Der Kläger war zunächst mit seinem Vater (V) Miteigentümer eines vermieteten Mehrfamilienhauses. V war an der Grundstücksgemeinschaft zu 75 %, der Kläger zu 25 % beteiligt. V verstarb im Jahr 1989. Alleinerbin wurde die Stiefmutter (S) des Klägers, allerdings als nicht befreite Vorerbin. Als Nacherben nach dem Tod der S bestimmte V den Kläger. V beschwerte S mit dem Vermächtnis, dem Kläger „in der Zeit der Vorerbschaft“ 25 % der Einnahmen aus dem vererbten Grund- und Wertpapiervermögen zukommen zu lassen. Der Kläger setzte die Grundstücksgemeinschaft nach dem Tod des V mit S fort. Entsprechend der testamentarischen Anordnung bezog er in den Streitjahren von S aus den ihr zuzurechnenden Einnahmen in den Streitjahren 2014 bis 2016 Zahlungen aus der Vermietung des Mehrfamilienhauses. Nachdem das FA von dem Vermächtnis erstmals im Jahr 2016 Kenntnis erlangt hatte, ging es von einer Vermögensübertragung gegen Versorgungsleistungen aus und besteuerte die Zahlungen der S für die Streitjahre als sonstige Einkünfte. Die hiergegen gerichtete Klage hatte in allen Instanzen keinen Erfolg.

Der BFH hat entschieden, dass wiederkehrende Leistungen und Zahlungen, die der Erblasser durch letztwillige Verfügung einem Vorerben zu Gunsten eines zum Generationennachfolge-Verbund gehörenden Nacherben für die Dauer der Vorerbschaft auferlegt und die aus dem übergegangenen Vermögen zu erbringen sind, dem Rechtsinstitut der Vermögensübertragung gegen Versorgungsleistungen zuzuordnen sind.

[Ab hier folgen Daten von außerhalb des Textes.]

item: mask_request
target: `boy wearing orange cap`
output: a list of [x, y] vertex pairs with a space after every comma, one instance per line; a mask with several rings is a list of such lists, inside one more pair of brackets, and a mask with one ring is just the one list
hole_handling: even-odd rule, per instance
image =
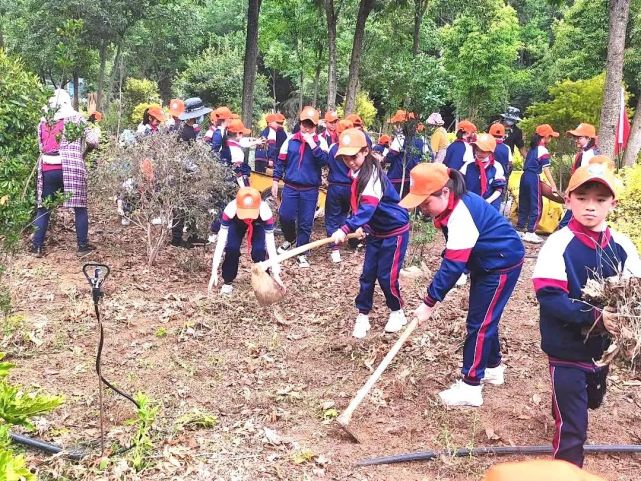
[[[238, 261], [243, 237], [247, 234], [247, 252], [251, 252], [254, 262], [261, 262], [276, 257], [276, 244], [274, 242], [274, 217], [269, 204], [261, 199], [260, 192], [252, 187], [241, 187], [236, 198], [229, 202], [223, 210], [220, 233], [214, 249], [211, 263], [211, 278], [209, 279], [209, 292], [218, 286], [218, 267], [225, 253], [222, 277], [223, 286], [221, 294], [231, 294], [232, 282], [238, 275]], [[276, 282], [280, 280], [280, 265], [271, 267]]]
[[[278, 196], [278, 182], [283, 179], [279, 217], [285, 242], [285, 251], [296, 242], [307, 244], [312, 235], [314, 213], [321, 185], [321, 168], [327, 163], [328, 146], [318, 135], [319, 115], [314, 107], [304, 107], [299, 115], [300, 130], [282, 145], [274, 168], [272, 196]], [[300, 267], [309, 267], [307, 257], [298, 256]]]
[[443, 260], [414, 314], [429, 319], [456, 281], [470, 272], [463, 379], [439, 396], [447, 406], [481, 406], [482, 385], [504, 382], [499, 321], [519, 279], [525, 250], [511, 224], [483, 198], [468, 192], [461, 173], [444, 164], [419, 164], [410, 173], [410, 193], [399, 204], [418, 207], [443, 230]]
[[539, 125], [532, 135], [530, 150], [523, 162], [523, 175], [519, 184], [519, 219], [516, 228], [524, 232], [523, 240], [525, 242], [533, 244], [543, 242], [543, 239], [535, 232], [543, 213], [539, 176], [543, 172], [552, 191], [556, 192], [556, 182], [554, 182], [550, 171], [551, 156], [547, 146], [553, 137], [558, 136], [559, 133], [555, 132], [549, 124]]
[[356, 296], [358, 317], [352, 335], [363, 338], [370, 329], [369, 312], [374, 302], [376, 281], [391, 311], [385, 332], [397, 332], [407, 324], [398, 273], [409, 241], [409, 215], [398, 205], [400, 198], [371, 154], [360, 129], [347, 129], [341, 134], [336, 157], [350, 169], [352, 215], [332, 238], [336, 244], [342, 244], [350, 232], [369, 233], [360, 290]]
[[540, 305], [541, 348], [548, 355], [555, 420], [554, 457], [583, 465], [588, 409], [601, 405], [607, 366], [595, 361], [618, 330], [617, 313], [584, 302], [590, 279], [641, 276], [641, 260], [626, 236], [611, 230], [606, 217], [616, 206], [617, 180], [611, 160], [595, 156], [568, 183], [567, 227], [541, 248], [533, 274]]
[[474, 162], [474, 153], [470, 142], [474, 140], [476, 125], [469, 120], [462, 120], [456, 128], [456, 140], [445, 150], [443, 163], [446, 167], [461, 170], [464, 164]]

Die Vermächtniszahlungen erfüllen für S die Voraussetzungen eines Sonderausgabenabzugs. Es handelt sich um auf besonderen Verpflichtungsgründen beruhende Renten und dauernde Lasten i. S. v. § 10 Abs. 1a Nr. 2 EStG. Die durch letztwillige Verfügung des V zu Gunsten des Klägers angeordneten Zahlungen sind dem durch die höchstrichterliche Rechtsprechung geprägten Sonderrechtsinstitut einer Vermögensübertragung gegen Versorgungsleistungen zuzuordnen. Unbeachtlich ist, dass die Zahlungen nicht lebenslang, sondern lediglich für die zeitlich ungewisse Dauer der Vorerbschaft bezogen werden sollen. Denn vorliegend wird der Kläger mit dem Eintritt des Nacherbfalls der Eigentümer und Nutzungsberechtigter des Nachlasses, sodass sowohl der Rechtsgrund als auch das Bedürfnis für die vermächtnisweise angeordneten Zahlungen beim Kläger entfallen.

In diesem Fall tritt eine grundlegende Änderung der Versorgungssituation des Klägers ein, da er dann diejenigen Mieteinnahmen, die bisher Gegenstand der Versorgungsleistungen gewesen sind, fortan aus eigenem Recht beziehen wird.